Maybe there’s another method to Twitter
I have a new follower this evening, this is no surprise since the masses of marketers have found another medium I receive now an average of 8 followers per day. Many, I am not following back or declining based on who they are, this one grabbed my curiosity. What is the strategy behind this agenda?
I receive the request from you to follow me.
So I click over to the account to check you out.
hmm… No profile picture, no background, no website or blog.
- 1288 folowing
- 127 followers
- 3 updates
That information tells me all that I need to know, yet I’m still curious. So about those 3 updates.
- “Hey, everyone! check out my blog post.” — OK, it’s the guy from the Flip TV show. I’ve seen the show, I know this guy and it looks like he has a legitimate sight and a sincere business practice. Not the best way to start a twitter stream, but then again I started with “Hey, I have insomnia“, so who am I too judge?
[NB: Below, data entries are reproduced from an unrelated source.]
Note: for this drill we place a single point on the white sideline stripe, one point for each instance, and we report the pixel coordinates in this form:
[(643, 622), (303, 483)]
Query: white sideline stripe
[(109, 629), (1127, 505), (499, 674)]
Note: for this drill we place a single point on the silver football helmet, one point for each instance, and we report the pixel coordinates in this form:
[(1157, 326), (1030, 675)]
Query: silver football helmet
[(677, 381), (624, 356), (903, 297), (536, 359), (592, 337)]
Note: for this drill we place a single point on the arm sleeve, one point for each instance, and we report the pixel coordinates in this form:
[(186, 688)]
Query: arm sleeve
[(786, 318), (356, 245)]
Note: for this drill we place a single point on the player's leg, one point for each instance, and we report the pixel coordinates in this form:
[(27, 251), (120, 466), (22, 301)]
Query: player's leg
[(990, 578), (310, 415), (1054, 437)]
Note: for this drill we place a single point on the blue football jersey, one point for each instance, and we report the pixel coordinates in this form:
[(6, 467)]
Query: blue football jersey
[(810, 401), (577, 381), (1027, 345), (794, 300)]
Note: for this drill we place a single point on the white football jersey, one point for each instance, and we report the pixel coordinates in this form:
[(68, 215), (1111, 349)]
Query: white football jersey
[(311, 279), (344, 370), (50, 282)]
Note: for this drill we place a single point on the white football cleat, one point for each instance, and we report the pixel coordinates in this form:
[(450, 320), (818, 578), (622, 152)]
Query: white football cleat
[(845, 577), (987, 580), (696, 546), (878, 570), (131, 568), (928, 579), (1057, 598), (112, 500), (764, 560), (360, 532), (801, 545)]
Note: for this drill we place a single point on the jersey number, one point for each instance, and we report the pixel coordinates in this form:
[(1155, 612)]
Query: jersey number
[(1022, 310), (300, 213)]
- “Hey, everyone! Go ahead and check out my newly updated Squidoo page” — Too much, too fast would be an understatement. In the world of twitter popularity, you have just branded yourself a spammer.
- “Just set up Ning Community. Come on over and join the discussion”. — Really, there’s a discussion going on somewhere? This I have to see.
So when I click on over I find two discussion topics posted with one reply. The reply is from the Virtual Assistant of the sites namesake. After putting two an two together, you can figure that the whole Twitter account has probably been set up by the VA for her client to help with promotion. So let’s backtrack.
If you are going to set up a white label social network on Ning. Why not start with the follwing you already have and build it up to be a destination for new members to come check out? Then…. move to Twitter. Build a twitter stream of personality and interest and be a live person. You’re not really virtual, are you? Even @latimes get’s this right. Stop pitching your stuff.. it’s not the forum. I could be wrong about this, but I have yet to see it work for anyone but Guy Kawasaki and guess what, he’s doing it with a take it or leave it personality. Ford has even hired PR for Twitter and they are people havign conversation. People who “get it”.
I’ll hold at that since it seems that being new to something can be daunting, but how many bridges need to get burned before you actually establish a presence and build on a brand of trust and communications when it’s only other auto-responders speaking back?